Fall 2023 MNC: Take it to the limit with numerical, graphical, algebraic representations

The video begins with Curtis Brown enthusiastically welcoming viewers to another season of Monday Night Calculus. He is excited about the consistent schedule this season, with all events happening on Monday nights. Curtis introduces his colleagues, Steve Kokoska and Tom Dick, and encourages students to ask questions and seek extra credit opportunities. The session aims to be interactive, with a focus on limits using numerical, graphical, and algebraic approaches. Curtis highlights the importance of the chat for questions and acknowledges that the upcoming discussions are not proofs but rather estimations of limits.

Curtis and his team delve into the specifics of estimating limits using tables of values and graphical representations. They discuss the behavior of functions as x approaches zero, using the example of x squared times the log of x. Curtis shares his thought process as he examines the function, considering the competition between x squared approaching zero and the log function approaching negative infinity. The use of technology, specifically Mathematica, is introduced to illustrate the function's graph and how it crosses the x-axis. The conversation transitions to a new technology platform, with some initial technical difficulties acknowledged.

The discussion shifts to the limit of the composition function, log of sine of x, as x approaches zero from the right. Curtis uses trigonometry to predict the behavior of the sine function and expects the composition to approach negative infinity. This expectation is confirmed through a table of values and a graph. Open questions are posed for further exploration, such as the function's behavior as x increases without bound and the possibility of vertical asymptotes. Curtis then attempts another limit problem, involving a difference of functions, and shares his reasoning process before looking at the table and graph.

Tom takes over to demonstrate the use of a TI-84 calculator to analyze the limits discussed by Steve. He walks through the process of entering functions, graphing, and using the table feature to investigate the behavior of function values as x approaches zero. Tom emphasizes that these are not proofs but rather estimations. He also addresses a chat question about changing a subtraction sign to a plus sign and how to approach that on a calculator. The demonstration includes adjusting the table settings for a better understanding of limit behavior and using the ask function for more precise inputs.

Tom continues to explore the behavior of functions near zero using the calculator. He examines the function x squared times the natural log of x and uses the table feature to find function values as x approaches zero from the right. The values indicate that the function is approaching zero. Tom also discusses the limitations of the table feature and how to work around them by manually inputting values. He then moves on to another function, the natural log of the sine of x, and examines its behavior near zero, noting the slow decrease towards zero and the potential for a vertical asymptote.

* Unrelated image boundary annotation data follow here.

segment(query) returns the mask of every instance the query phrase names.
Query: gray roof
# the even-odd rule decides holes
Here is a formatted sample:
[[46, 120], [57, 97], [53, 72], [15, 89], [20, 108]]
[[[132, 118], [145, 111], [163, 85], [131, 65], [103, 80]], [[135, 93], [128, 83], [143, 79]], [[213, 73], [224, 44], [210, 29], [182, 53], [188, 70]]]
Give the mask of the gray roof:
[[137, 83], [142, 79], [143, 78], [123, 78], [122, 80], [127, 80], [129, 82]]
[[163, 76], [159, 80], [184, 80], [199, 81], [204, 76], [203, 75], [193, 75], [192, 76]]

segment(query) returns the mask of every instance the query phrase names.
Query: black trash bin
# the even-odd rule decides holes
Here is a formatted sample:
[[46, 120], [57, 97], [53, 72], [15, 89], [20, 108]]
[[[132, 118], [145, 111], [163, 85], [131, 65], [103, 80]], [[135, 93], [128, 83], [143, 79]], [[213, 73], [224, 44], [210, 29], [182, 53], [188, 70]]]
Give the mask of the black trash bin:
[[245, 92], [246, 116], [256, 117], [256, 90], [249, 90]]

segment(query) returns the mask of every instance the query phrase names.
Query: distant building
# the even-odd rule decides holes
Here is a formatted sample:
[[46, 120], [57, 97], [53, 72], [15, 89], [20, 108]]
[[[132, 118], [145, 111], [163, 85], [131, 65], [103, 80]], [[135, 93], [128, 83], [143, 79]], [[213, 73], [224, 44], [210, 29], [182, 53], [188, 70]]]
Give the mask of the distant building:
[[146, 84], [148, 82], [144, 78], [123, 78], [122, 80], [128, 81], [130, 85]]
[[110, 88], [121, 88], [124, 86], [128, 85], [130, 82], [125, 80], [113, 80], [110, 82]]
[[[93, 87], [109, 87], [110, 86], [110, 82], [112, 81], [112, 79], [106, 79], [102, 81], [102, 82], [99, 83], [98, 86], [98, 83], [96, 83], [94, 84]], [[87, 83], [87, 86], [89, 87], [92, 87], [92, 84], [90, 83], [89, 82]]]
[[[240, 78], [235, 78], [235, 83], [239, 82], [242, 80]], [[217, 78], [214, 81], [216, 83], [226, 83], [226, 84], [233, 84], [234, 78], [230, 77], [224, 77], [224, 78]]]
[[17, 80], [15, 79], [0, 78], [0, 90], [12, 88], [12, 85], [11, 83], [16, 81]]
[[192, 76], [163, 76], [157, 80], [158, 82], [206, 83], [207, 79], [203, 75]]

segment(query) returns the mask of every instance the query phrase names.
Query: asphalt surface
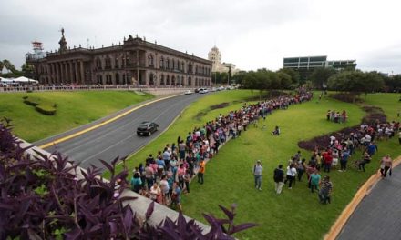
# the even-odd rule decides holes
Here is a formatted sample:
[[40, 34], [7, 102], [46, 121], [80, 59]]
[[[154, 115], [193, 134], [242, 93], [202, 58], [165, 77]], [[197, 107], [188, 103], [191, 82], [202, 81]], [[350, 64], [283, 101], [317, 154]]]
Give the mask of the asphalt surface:
[[356, 207], [338, 240], [401, 239], [401, 165], [382, 179]]
[[[111, 162], [116, 156], [127, 156], [138, 151], [149, 141], [158, 137], [187, 105], [204, 95], [200, 94], [181, 95], [148, 105], [108, 125], [59, 143], [57, 145], [45, 148], [45, 150], [51, 153], [54, 151], [60, 152], [67, 155], [69, 159], [80, 163], [80, 166], [84, 168], [90, 165], [101, 167], [98, 159]], [[129, 109], [124, 111], [127, 110]], [[105, 121], [105, 119], [111, 118], [116, 115], [34, 144], [41, 145], [52, 142], [55, 139]], [[137, 126], [143, 121], [157, 123], [159, 131], [153, 133], [150, 136], [138, 136], [136, 134]]]

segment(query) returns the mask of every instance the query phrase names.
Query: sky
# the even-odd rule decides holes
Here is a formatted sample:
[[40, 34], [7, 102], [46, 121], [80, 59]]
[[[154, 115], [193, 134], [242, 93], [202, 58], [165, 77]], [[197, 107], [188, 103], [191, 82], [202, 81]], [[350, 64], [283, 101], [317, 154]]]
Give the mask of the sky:
[[355, 59], [363, 71], [401, 74], [399, 0], [0, 0], [0, 60], [32, 52], [101, 47], [129, 35], [242, 70], [283, 67], [283, 58]]

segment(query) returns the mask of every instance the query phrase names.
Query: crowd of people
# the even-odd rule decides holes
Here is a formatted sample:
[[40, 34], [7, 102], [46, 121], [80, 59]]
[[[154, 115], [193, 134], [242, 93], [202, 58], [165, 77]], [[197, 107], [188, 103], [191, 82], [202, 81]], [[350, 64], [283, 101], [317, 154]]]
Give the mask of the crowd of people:
[[156, 155], [150, 154], [144, 164], [135, 167], [131, 189], [159, 204], [177, 205], [182, 210], [181, 194], [190, 194], [190, 182], [195, 175], [199, 184], [204, 184], [206, 161], [219, 153], [221, 145], [241, 136], [251, 125], [257, 127], [258, 120], [266, 119], [274, 110], [287, 109], [312, 96], [312, 93], [300, 88], [293, 95], [244, 104], [237, 111], [220, 114], [214, 120], [190, 131], [184, 138], [179, 136], [176, 143], [167, 144]]
[[347, 118], [346, 111], [343, 110], [343, 112], [336, 112], [335, 110], [328, 110], [326, 114], [327, 121], [334, 122], [334, 123], [345, 123]]
[[[283, 169], [283, 165], [279, 165], [274, 170], [273, 180], [276, 193], [281, 194], [283, 186], [287, 183], [288, 188], [292, 189], [295, 181], [301, 182], [303, 174], [306, 173], [307, 186], [310, 191], [312, 193], [317, 191], [323, 204], [330, 203], [333, 183], [328, 175], [322, 178], [320, 173], [323, 171], [328, 174], [333, 168], [339, 172], [345, 172], [351, 155], [355, 154], [357, 149], [362, 150], [363, 155], [355, 162], [355, 165], [359, 171], [365, 172], [365, 165], [370, 163], [373, 155], [378, 151], [375, 141], [391, 138], [396, 133], [401, 136], [399, 128], [400, 124], [394, 121], [384, 124], [376, 122], [375, 125], [362, 124], [359, 128], [354, 129], [349, 135], [339, 138], [330, 136], [325, 146], [315, 146], [307, 164], [305, 158], [302, 158], [301, 152], [298, 151], [291, 156], [286, 170]], [[257, 164], [260, 165], [260, 162]], [[380, 162], [380, 173], [383, 178], [386, 177], [387, 174], [391, 175], [392, 165], [390, 155], [386, 155]], [[260, 188], [260, 185], [257, 187]]]

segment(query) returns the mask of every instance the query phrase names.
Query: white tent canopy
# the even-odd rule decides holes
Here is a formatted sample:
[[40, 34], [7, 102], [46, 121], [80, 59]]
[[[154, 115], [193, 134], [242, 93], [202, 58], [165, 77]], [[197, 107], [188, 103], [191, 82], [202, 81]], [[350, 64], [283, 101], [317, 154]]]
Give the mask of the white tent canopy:
[[0, 77], [0, 82], [2, 84], [13, 83], [13, 79], [8, 79], [8, 78], [5, 78], [5, 77]]

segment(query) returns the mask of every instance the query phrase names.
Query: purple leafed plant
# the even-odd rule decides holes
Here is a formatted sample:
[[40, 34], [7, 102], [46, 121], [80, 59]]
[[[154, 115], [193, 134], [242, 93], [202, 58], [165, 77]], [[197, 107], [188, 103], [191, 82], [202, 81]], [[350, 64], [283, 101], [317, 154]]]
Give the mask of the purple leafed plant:
[[136, 197], [120, 197], [128, 172], [116, 175], [115, 167], [125, 159], [101, 160], [111, 172], [109, 182], [93, 165], [77, 173], [77, 165], [59, 153], [25, 154], [30, 147], [20, 146], [9, 123], [0, 122], [0, 239], [233, 239], [231, 235], [256, 225], [234, 225], [233, 205], [231, 210], [220, 206], [228, 219], [204, 215], [209, 233], [181, 214], [177, 221], [166, 218], [151, 226], [148, 219], [154, 203], [141, 222], [123, 204]]

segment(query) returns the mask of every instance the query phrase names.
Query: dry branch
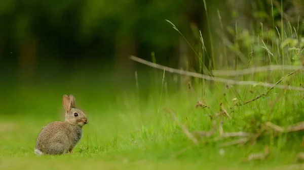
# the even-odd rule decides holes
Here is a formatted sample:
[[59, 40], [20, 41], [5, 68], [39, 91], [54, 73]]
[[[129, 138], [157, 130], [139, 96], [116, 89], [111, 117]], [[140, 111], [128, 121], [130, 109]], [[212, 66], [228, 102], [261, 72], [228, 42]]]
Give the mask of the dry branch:
[[295, 70], [302, 68], [302, 66], [269, 65], [238, 70], [212, 70], [211, 74], [215, 76], [235, 76], [270, 71]]
[[231, 145], [234, 145], [236, 144], [241, 144], [247, 142], [249, 140], [248, 138], [240, 138], [239, 139], [237, 139], [231, 142], [225, 142], [224, 143], [222, 143], [219, 146], [220, 147], [226, 147]]
[[[268, 94], [268, 93], [269, 93], [269, 91], [270, 91], [270, 90], [273, 89], [276, 87], [276, 86], [278, 86], [278, 85], [279, 84], [279, 83], [281, 83], [281, 82], [282, 81], [283, 81], [283, 80], [284, 80], [284, 79], [286, 78], [287, 77], [289, 77], [289, 76], [292, 75], [294, 74], [295, 74], [296, 73], [297, 73], [299, 71], [302, 70], [302, 69], [303, 68], [301, 68], [300, 69], [298, 69], [298, 70], [297, 70], [296, 71], [293, 71], [293, 72], [292, 72], [291, 73], [289, 73], [288, 74], [285, 75], [285, 76], [283, 76], [282, 78], [281, 78], [281, 79], [279, 80], [279, 81], [278, 81], [277, 82], [277, 83], [276, 83], [276, 84], [274, 84], [274, 85], [273, 85], [270, 87], [270, 88], [269, 89], [267, 90], [267, 91], [266, 91], [265, 92], [262, 93], [262, 94], [259, 95], [258, 96], [255, 97], [255, 98], [253, 98], [253, 99], [252, 99], [251, 100], [249, 100], [248, 101], [244, 102], [244, 103], [243, 103], [243, 104], [247, 104], [248, 103], [251, 102], [251, 101], [254, 101], [254, 100], [256, 100], [257, 99], [259, 99], [259, 98], [262, 97], [262, 96], [267, 96], [267, 94]], [[288, 86], [285, 86], [285, 88], [284, 88], [284, 89], [286, 90], [287, 88], [287, 87], [288, 87]]]
[[[275, 84], [272, 83], [261, 83], [253, 81], [237, 81], [231, 79], [227, 79], [219, 77], [211, 77], [204, 74], [199, 74], [194, 72], [188, 72], [186, 71], [183, 71], [179, 69], [176, 69], [171, 68], [170, 67], [163, 66], [157, 64], [153, 63], [138, 58], [135, 56], [131, 55], [130, 56], [130, 59], [138, 63], [141, 63], [145, 65], [158, 69], [162, 70], [165, 70], [165, 71], [171, 73], [178, 74], [179, 75], [185, 75], [193, 77], [197, 77], [201, 79], [203, 79], [206, 80], [213, 81], [223, 83], [239, 85], [256, 85], [261, 86], [267, 87], [272, 87], [274, 86]], [[280, 89], [285, 89], [286, 86], [281, 85], [277, 85], [274, 86], [274, 87], [280, 88]], [[295, 87], [295, 86], [289, 86], [287, 89], [289, 90], [294, 90], [300, 91], [304, 91], [304, 88], [301, 87]]]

Curtis and Tom present a series of challenging limit problems, encouraging viewers to think critically about the properties of limits. They discuss the existence of limits for piecewise functions and the conditions under which limit properties can be applied. Curtis presents a problem involving the product of two functions as x approaches one and emphasizes the need to examine one-sided limits when the intuitive approach fails. The problem is solved by considering the left and right limits separately, leading to the conclusion that the overall limit exists and is zero. Tom then explores another limit involving a composition of functions, highlighting the importance of function continuity.

Curtis and Tom tackle a series of limit problems using both algebraic and graphical methods. They discuss the importance of notational fluency and carrying the limit expression through the solution process. Curtis solves a limit problem algebraically by rationalizing the denominator and finds that the limit is two-thirds. Tom then uses the TI-84 to graph the function and verify the solution. They also discuss the domain of the function and the presence of a vertical asymptote at x equals minus one. Tom demonstrates how to enter piecewise functions into the calculator and explores the combination of two functions to analyze their product and limit behavior as x approaches one.

Curtis concludes the session by thanking everyone for their participation and expressing his gratitude for the engagement with the overtime problems. He encourages teachers to request professional development certificates via email and reminds them to check for the student document and solutions to be posted in the coming weeks. Curtis also mentions that the next session will be held on October 2nd and encourages students and teachers to join for further learning and discussion.